How I think about estimates

In one of my previous posts I talked about what Happy path engineering is and how understanding the time to implement plays an important factor in that.

So, if time to implement is important how can we get better at estimating the time we need and how can we help others understand the benefits that estimates bring (and, the often, innacurate nature of them)?

I have heard a lot of different opinions about this over the years by a lot of people, with different backgrounds, skills, seniority and experience:

  • estimates are hard
  • estimates are never accurate
  • we don’t need estimates we are working in an agile manner
  • we don’t need estimates we only need a list of priorities

And to be fair I have found that there is truth in all of these statements. Yes estimates are hard, yes we don’t always get them right, yes we do want to have a clear list of priorities that we can adapt as we go. But all of these still don’t mean that estimates are a bad thing to aim to get right or that they don’t genuinely help us make better decisions every single day.

How estimates help

Planning

One of the most important things that estimates help us with is planning for our time and our team’s time. There are always a lot of things that we can be developing and this is part of the fun of being an engineer 🙂. Estimates can help us priotise and understand roughly where we could be in X amount of days, weeks or months. Can we actually realistically get there is one of the questions that we can help answer.

Making trade-offs

They affect our technical and non-technical decisions. For example if you estimate that producing a solution to cover a particular requirement will take up your team’s time for the next 5 months you may decide to evaluate other solutions or even changing the requirements a bit.

People

Another important factor, if we can’t meet our goals and we can’t cut down scope then what do we do? Here is where estimates can also help us with additional support. By the way it’s not uncommon to need additional help either by someone with skills that your team does not currently have or by other engineers.

Estimate levels

Estimates apply to different levels. If you are a Tech lead or Manager and you are leading a project for your team, then the estimates you produce may affect the decisioning process of many engineers, your whole team or even your company.

At a macro level

At this level there is usually a lot more ambiguity and uncertainty about how to go about producing a “good enough” estimate.
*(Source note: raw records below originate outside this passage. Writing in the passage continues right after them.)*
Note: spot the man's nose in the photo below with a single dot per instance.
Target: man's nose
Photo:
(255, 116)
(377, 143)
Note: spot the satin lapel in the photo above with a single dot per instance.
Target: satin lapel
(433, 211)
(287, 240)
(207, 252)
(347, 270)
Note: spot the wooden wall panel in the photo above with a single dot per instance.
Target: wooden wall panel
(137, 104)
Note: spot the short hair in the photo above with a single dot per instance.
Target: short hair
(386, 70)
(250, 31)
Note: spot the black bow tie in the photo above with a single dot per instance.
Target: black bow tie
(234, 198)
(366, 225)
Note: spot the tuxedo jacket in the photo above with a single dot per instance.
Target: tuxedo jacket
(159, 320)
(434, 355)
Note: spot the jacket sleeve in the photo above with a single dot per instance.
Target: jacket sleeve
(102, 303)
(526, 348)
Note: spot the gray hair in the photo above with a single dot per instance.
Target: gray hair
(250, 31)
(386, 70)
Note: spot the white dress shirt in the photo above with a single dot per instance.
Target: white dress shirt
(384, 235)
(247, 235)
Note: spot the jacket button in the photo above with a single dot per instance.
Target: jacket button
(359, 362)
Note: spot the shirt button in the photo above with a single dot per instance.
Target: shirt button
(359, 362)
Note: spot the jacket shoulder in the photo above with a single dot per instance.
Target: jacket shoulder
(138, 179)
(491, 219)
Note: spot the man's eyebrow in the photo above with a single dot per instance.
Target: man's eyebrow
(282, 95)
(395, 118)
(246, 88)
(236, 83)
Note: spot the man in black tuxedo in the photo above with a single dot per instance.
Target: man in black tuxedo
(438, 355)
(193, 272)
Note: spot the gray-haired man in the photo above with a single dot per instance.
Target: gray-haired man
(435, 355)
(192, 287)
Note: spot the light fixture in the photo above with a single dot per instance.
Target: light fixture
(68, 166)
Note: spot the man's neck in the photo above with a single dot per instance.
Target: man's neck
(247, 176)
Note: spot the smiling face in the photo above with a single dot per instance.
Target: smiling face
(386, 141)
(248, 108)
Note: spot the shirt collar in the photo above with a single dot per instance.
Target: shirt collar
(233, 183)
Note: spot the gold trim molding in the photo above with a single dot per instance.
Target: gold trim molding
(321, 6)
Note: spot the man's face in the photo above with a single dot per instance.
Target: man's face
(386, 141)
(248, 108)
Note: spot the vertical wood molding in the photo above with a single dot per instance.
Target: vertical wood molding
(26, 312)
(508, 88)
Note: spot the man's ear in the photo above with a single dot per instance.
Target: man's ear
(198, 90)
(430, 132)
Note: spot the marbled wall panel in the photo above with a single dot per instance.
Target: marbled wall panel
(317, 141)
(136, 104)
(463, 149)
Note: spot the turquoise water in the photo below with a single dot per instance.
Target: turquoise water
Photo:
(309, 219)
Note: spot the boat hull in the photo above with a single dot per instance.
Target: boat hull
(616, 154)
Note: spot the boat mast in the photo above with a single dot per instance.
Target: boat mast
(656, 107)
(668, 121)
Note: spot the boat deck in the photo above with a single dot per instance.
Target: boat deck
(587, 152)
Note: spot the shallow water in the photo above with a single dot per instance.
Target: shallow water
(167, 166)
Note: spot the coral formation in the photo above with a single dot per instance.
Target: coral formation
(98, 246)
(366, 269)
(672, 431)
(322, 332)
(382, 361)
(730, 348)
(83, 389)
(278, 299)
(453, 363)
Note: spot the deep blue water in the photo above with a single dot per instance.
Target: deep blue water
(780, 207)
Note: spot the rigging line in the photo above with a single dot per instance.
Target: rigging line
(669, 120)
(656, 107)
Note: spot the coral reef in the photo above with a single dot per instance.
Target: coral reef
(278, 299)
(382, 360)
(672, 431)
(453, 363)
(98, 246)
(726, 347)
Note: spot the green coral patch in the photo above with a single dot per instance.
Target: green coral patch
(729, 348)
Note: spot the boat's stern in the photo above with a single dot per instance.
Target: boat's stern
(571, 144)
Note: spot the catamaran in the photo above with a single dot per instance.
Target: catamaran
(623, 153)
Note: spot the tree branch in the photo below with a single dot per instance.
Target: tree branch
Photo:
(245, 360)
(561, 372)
A few quick tips on how to practise this on a project basis:

  • at the beginning of a project produce a rough estimate of the work you anticipate (this helps with longer term planning for the team)
  • if there are high levels of uncertainty then do a targeted spike to remove unknowns
  • at the end of the spike re-evaluate and set mile stones for the work

At a micro level

As an individual contributor working on a particular ticket or feature you can practice this even on a ticket basis. The next time you are about to start something new:

  • set an expectation for yourself of how long you think it’s going to take
  • do the work as you would normally do
  • look back and see how far you are from what you thought and see what was unexpected

By doing these simple things you will see so much improvement (and so quickly as well) that you’ll be surprised !

Anti-patterns / Things to avoid

The most common anti-pattern I have seen and a common reason why a lot of people do not want to provide estimates for their work is that the initial rough estimates are often converted to deadlines that they simply can’t meet. This not only creates a lot of unnecessary pressure but also significantly reduces the team’s moral as people constantly feel behind the plan.

Another anti-pattern is massively overestimating the time to implement to avoid being pushed in a conrner with deadlines. This I would say it’s a defence mechanism to the first malfunction of treating initial rough estimates as deadlines.

And finally another anti-pattern is becoming to rigid on the estimates and missing the point that estimates are there as a guide and there is no way to completely avoid anything unexpected happening. How we react to unexpected issues and use estimates to guide our decision making is what we should be focusing on in these cases.

Final thoughts

Estimates are a skill that you can definitely develop. The more you consciously work on it the better you become and the more confident you can be to bring others along with you.